Category: Transplantation

  • 2102 Transplantation: Clinical

Authors

  • Slater, Andrew, University of Florida, Gainesville, Florida, United States
  • Santos, Alfonso, University of Florida, Gainesville, Florida, United States
  • Mehta, Rohan V., University of Florida, Gainesville, Florida, United States
  • Belal, Amer Ashaab, University of Florida, Gainesville, Florida, United States
  • Alquadan, Kawther, University of Florida, Gainesville, Florida, United States
Introduction

Renal vein thrombosis (RVT) is a rare condition predominantly linked to nephrotic syndrome, hereditary hypercoagulable disorders, malignancies, and sepsis in adults. The incidence of native RVT after simultaneous liver and kidney transplantation (SLKT) is unknown. In this case, we present an incidental finding of bilateral native kidney vein thrombosis in a liver and kidney transplant recipient.

Case Description

A 44-year-old male received SLKT. Thirteen months post-transplant, bilateral native renal vein thrombosis extending into the inferior vena cava (IVC) below the diaphragm appeared on a CT scan during a preop workup for incisional hernia repair. The renal allograft was free of venous thrombosis based on the CT scan and a Doppler study. A focused investigation for the underlying cause of thrombosis ensued. The family history of thromboembolism was negative. Tests including Lupus anti-coagulant; anti-cardiolipin IgG and IgM; anti-beta-2 Glycoprotein IgG and IgM; factor V Leiden and prothrombin (20210G>A) mutations yielded negative results. Genetic mutations implicated in myeloproliferative neoplasm including JAK2 (V617F), Calreticulin (CALR Exon 9), and MPL mutations were not detected. Similarly, paroxysmal nocturnal hemoglobinuria was ruled out by flow cytometry. The function of the renal and liver allografts remained stable, and proteinuria was not detected.

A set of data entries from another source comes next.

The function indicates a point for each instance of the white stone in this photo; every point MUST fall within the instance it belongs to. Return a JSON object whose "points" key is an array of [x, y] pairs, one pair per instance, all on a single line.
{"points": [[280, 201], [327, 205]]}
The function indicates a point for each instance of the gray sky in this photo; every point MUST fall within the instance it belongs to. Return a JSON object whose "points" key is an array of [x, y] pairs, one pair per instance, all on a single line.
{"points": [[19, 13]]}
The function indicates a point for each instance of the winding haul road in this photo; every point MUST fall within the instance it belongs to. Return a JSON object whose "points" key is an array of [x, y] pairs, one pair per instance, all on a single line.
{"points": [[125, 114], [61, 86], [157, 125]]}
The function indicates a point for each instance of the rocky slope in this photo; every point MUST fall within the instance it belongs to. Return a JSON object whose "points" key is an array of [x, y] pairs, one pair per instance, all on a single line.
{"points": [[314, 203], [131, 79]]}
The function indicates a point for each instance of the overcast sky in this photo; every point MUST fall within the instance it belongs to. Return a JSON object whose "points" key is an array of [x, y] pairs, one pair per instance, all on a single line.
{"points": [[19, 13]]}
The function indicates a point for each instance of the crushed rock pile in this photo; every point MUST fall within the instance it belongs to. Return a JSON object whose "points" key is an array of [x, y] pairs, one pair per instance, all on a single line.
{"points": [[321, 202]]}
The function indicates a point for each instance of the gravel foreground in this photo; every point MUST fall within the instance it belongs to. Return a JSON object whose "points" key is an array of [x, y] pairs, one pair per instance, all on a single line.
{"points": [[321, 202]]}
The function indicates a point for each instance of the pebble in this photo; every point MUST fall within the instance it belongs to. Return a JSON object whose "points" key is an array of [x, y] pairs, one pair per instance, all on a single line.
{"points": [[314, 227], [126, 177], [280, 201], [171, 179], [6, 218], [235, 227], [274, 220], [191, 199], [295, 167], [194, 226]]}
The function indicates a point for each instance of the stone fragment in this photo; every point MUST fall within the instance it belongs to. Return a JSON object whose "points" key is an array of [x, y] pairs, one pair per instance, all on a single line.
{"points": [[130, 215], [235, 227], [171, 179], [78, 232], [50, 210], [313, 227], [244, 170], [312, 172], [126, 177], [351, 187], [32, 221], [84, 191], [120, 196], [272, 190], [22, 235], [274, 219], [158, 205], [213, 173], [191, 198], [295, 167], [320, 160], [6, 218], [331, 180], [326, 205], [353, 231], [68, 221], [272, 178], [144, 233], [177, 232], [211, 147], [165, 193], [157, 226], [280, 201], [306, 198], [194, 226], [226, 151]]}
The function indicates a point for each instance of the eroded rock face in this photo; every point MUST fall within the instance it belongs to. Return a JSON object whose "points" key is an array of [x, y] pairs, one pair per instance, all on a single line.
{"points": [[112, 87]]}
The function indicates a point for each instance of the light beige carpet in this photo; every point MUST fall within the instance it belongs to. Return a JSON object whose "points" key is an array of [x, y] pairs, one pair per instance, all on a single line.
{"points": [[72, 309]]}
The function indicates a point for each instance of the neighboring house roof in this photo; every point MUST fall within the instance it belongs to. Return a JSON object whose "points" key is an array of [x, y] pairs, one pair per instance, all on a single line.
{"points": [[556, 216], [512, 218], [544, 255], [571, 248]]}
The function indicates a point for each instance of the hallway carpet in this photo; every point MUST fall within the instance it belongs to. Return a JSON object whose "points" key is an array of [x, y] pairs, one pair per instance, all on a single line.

With apixaban treatment, a CT scan showed complete resolution of the bilateral native renal vein thrombosis after 3 months.

Discussion

This case highlights the incidental finding of native RVT after SLKT, a pathology with an unknown clinical incidence. When found, it warrants a complete comprehensive workup for an underlying etiology. The most efficacious type and duration of anticoagualation is unknown, and this decision should be multi-disciplinary and collaborative with the patient.

Bilateral RVT extending into the IVC with renal vein dilation (yellow arrows).